A Python library that integrates BRAID (Bounded Reasoning for Autonomous Inference and Decisions) architecture into the DSPy framework, enabling structured reasoning through Guided Reasoning Diagrams (GRD) in Mermaid format.

## Overview

BRAID-DSPy brings structured reasoning capabilities to DSPy by requiring models to first generate a machine-readable flowchart (GRD) before executing the solution. This separation of planning and execution significantly improves reliability and reduces hallucinations.

## Motivation

This project began when I first encountered the BRAID architecture during one of [Armağan Amcalar](https://github.com/dashersw)'s live streams. The two-phase reasoning approach — planning first, then execution — and the idea of representing this planning in a visualizable format (Mermaid diagrams) immediately captured my interest.

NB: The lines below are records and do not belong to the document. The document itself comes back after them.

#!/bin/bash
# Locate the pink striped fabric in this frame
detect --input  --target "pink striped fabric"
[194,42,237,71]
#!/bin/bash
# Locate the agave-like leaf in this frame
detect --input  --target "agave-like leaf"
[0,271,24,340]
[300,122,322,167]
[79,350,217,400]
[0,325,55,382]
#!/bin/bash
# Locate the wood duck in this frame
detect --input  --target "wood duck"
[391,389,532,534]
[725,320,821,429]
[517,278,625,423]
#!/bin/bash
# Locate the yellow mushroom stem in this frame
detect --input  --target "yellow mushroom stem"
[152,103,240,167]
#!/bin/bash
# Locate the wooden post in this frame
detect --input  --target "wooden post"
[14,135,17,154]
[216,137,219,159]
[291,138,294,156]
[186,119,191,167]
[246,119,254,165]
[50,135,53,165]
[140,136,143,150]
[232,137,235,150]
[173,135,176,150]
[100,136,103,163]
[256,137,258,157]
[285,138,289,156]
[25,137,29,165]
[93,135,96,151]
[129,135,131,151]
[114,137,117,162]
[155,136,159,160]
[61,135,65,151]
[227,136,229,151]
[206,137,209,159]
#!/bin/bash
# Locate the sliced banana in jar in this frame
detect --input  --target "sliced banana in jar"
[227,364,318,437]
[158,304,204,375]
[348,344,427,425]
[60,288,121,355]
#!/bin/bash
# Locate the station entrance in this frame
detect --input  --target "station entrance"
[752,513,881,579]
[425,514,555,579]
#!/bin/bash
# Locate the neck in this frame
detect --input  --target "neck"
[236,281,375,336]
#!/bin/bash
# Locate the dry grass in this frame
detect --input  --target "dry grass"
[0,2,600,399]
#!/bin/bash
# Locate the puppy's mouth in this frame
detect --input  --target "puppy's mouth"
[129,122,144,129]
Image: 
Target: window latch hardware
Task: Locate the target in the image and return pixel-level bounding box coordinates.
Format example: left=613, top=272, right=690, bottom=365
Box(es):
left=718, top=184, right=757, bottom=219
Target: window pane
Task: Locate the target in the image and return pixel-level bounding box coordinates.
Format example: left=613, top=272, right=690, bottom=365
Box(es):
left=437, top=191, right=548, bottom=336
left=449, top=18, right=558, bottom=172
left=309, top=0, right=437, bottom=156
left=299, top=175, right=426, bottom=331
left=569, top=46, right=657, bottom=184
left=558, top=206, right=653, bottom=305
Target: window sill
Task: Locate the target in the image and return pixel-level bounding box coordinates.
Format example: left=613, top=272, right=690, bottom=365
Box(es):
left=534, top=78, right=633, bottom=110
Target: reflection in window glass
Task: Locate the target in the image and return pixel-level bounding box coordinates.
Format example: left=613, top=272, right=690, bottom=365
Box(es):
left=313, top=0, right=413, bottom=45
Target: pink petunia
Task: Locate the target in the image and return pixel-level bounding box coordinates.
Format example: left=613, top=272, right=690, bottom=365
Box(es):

After the stream, I delved into OpenServ's articles and technical details about BRAID. The approach of having the model first generate a flowchart (Guided Reasoning Diagram - GRD) and then execute the solution step-by-step according to this schema seemed like a significant step forward for reliability and transparency in AI systems. I realized that integrating this architecture with the DSPy framework would need to work seamlessly with existing DSPy modules and optimizers, which led me to develop this library to make that integration a reality.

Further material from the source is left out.